Innovators carefully watch the world around them and the observations help them gain ideas for new ways of doing things. Observation skills are also at the core of art. Art students are often told to draw what they actually look at, rather than the way they think something should look. Copying someone’s ideas will not in itself lead to a person developing creative thinking skills. A painter needs to learn to think in colours, an artist working with sculptures need to think in 3D, and a songwriter needs to learn to think in lyrics.

Art is sometimes used to help medical students to develop their observations skills. Looking at art can help people understand ambiguities in a painting and also to look closely at something without “rushing to assign meaning to what we see.” Many of us are ready to immediately interpret what we see, yet looking at art can help a person to slow down and really observe things without immediately interpreting things. These skills can also help an  innovator to explore aspects and to help step out of the common way of interpreting things. Quick thinking is good sometimes but certain things are good to slowly digest.

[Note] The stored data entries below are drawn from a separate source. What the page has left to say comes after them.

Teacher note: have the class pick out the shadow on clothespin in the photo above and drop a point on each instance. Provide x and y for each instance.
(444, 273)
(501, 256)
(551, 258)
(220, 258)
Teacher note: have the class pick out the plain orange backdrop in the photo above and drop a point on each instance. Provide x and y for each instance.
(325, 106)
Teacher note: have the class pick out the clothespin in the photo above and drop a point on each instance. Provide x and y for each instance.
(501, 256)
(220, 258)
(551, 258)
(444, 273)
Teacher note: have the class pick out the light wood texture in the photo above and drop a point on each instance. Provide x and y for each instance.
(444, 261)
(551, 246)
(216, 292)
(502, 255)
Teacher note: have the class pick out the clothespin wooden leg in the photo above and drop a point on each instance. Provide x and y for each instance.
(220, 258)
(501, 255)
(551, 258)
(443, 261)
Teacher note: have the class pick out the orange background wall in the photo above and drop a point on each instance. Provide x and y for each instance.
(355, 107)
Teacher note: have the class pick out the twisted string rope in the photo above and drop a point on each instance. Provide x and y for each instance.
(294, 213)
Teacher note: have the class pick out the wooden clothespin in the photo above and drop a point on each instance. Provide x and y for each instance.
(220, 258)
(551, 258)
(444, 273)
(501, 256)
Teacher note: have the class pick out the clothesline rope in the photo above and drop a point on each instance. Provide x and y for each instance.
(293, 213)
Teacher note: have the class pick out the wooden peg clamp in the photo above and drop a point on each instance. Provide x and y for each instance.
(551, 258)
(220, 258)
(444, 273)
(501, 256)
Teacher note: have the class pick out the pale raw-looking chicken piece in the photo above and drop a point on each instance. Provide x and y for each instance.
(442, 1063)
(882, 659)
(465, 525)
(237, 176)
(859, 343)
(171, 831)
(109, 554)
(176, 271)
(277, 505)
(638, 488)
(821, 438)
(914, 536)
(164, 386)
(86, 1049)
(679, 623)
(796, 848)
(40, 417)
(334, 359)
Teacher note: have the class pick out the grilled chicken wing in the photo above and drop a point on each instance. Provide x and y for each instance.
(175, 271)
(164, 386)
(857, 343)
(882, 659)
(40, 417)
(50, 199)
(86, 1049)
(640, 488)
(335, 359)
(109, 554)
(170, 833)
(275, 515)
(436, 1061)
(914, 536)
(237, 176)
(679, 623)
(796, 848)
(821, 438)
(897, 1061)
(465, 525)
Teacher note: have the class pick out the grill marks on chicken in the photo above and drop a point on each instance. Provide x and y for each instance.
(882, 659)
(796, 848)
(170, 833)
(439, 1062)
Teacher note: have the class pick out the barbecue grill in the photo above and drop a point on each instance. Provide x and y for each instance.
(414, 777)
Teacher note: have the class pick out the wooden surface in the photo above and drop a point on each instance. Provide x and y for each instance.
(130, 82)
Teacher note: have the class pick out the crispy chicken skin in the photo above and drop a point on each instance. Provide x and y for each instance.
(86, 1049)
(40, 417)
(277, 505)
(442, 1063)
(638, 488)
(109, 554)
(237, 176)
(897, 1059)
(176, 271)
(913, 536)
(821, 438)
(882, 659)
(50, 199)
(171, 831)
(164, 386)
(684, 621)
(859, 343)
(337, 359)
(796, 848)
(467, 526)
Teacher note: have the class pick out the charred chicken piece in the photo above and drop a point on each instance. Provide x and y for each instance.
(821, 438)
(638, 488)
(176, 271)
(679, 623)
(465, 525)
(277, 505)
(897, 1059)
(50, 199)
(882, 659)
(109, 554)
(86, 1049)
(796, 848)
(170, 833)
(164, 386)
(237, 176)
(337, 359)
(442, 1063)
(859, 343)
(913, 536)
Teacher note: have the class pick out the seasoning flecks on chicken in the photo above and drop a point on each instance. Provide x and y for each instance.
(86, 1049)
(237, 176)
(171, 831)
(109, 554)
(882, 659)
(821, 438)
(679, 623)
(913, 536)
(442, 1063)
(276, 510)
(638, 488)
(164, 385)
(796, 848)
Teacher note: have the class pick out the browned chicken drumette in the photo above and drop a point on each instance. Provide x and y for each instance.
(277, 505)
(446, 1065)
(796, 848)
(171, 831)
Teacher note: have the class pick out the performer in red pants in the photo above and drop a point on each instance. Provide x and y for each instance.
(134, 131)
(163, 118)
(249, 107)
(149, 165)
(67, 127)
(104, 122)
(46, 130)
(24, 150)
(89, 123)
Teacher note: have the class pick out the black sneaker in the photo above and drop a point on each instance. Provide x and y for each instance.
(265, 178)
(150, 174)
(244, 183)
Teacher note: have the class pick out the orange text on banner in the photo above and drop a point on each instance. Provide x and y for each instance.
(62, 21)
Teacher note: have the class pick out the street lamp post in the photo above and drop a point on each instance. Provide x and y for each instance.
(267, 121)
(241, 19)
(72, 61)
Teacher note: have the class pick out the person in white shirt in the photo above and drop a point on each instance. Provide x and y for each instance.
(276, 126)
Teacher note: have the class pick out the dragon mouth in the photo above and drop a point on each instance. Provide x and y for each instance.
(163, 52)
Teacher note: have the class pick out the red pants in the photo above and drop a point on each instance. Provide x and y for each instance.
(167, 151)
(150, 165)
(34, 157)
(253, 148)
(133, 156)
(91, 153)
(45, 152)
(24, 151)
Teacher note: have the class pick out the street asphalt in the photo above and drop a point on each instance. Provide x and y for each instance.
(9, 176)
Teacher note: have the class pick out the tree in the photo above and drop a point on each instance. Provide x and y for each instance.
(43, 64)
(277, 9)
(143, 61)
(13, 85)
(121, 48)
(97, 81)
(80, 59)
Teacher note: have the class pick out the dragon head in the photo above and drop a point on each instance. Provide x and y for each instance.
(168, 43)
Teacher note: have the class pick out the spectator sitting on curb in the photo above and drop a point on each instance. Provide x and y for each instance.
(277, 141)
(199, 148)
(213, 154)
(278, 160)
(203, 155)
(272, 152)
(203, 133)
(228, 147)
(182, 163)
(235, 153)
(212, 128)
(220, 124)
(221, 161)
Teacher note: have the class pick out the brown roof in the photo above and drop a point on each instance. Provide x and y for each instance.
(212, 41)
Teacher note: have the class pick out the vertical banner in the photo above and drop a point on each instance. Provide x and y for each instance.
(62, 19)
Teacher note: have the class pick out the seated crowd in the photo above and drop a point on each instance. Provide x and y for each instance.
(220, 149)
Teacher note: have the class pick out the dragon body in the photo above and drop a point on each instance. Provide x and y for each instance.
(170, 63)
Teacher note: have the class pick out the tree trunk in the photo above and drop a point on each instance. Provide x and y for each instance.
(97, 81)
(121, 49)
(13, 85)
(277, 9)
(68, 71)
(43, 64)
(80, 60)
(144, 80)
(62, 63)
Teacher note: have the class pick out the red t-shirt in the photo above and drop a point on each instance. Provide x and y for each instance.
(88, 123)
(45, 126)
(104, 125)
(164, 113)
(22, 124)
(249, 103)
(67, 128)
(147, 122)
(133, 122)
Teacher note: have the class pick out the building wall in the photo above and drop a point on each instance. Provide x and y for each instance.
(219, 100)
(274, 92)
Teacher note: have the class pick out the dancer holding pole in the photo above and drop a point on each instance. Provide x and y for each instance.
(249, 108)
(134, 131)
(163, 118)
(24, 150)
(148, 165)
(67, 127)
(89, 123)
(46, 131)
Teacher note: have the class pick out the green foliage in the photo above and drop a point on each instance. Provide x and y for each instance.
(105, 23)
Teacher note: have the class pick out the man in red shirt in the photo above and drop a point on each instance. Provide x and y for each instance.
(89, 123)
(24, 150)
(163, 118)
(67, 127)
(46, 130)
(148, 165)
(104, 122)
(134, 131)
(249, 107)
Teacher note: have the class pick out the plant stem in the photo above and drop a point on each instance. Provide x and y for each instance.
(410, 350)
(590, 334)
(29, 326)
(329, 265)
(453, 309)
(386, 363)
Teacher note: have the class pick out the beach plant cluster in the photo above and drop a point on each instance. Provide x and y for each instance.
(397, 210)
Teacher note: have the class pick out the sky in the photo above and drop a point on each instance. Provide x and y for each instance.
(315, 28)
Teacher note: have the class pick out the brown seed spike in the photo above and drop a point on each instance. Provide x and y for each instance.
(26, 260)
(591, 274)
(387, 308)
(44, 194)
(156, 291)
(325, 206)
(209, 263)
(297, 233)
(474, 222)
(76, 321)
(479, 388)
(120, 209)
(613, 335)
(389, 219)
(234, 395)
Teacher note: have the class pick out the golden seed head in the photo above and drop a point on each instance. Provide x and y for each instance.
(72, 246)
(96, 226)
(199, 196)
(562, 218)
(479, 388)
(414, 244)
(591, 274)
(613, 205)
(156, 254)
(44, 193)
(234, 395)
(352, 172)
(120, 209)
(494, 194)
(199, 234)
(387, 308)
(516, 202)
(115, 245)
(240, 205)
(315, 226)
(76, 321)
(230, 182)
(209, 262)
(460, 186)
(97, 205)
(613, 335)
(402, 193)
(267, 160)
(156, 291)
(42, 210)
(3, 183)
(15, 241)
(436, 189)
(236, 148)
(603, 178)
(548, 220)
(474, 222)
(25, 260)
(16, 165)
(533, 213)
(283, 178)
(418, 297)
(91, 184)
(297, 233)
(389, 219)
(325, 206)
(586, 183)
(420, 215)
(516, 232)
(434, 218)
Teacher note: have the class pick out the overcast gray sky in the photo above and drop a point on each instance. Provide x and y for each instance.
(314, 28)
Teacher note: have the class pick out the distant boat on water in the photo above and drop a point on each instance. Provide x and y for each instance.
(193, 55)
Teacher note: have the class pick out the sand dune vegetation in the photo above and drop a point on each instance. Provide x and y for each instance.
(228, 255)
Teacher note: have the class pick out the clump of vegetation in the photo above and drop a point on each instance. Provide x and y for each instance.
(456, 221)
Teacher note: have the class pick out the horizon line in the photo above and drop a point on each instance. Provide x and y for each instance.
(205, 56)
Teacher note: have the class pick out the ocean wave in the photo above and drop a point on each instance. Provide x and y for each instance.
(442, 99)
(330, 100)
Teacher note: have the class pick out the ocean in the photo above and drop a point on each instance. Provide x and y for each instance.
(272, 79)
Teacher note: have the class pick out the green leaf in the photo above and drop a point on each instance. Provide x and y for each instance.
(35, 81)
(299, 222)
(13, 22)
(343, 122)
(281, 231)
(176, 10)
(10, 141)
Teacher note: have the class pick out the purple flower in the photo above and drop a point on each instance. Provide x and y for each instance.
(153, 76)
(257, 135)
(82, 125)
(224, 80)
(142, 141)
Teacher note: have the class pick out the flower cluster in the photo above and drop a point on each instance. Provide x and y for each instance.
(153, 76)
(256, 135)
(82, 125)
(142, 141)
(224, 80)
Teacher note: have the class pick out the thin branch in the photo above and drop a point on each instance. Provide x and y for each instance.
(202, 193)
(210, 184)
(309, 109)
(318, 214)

Even if looking at art can help a person to develop observation skills the observation in itself is not enough. Making connections, questioning, visualising, and searching for patterns are also important aspects of art. Art can help a person to make connections between things. innovators often have a passion for questioning things. The importance  of question asking is a topic that has been previously explored in this blog. Valuing questions and being curious can lead to a search for new ways of doing things. Rather than focusing on quick answers, the innovative process thrives on asking questions to provoke new insights, possibilities and connections.

The book The View from the Cheap Seats: Selected Nonfiction is a wonderful collection of Neil Gaiman’s essays, and meditations on life, literature, and the life and love of literature. An inspiring essay in the book explores the ideas and ideals at the heart of Bradbury’s classic book Fahrenheit 451. This book is a great reminder of how important it is to explore one’s values. Neil suggests that speculative fiction gives  us a “liberation of vision”. Yet in order for this to happen, we must acknowledge that each story has a multiplicity of meanings.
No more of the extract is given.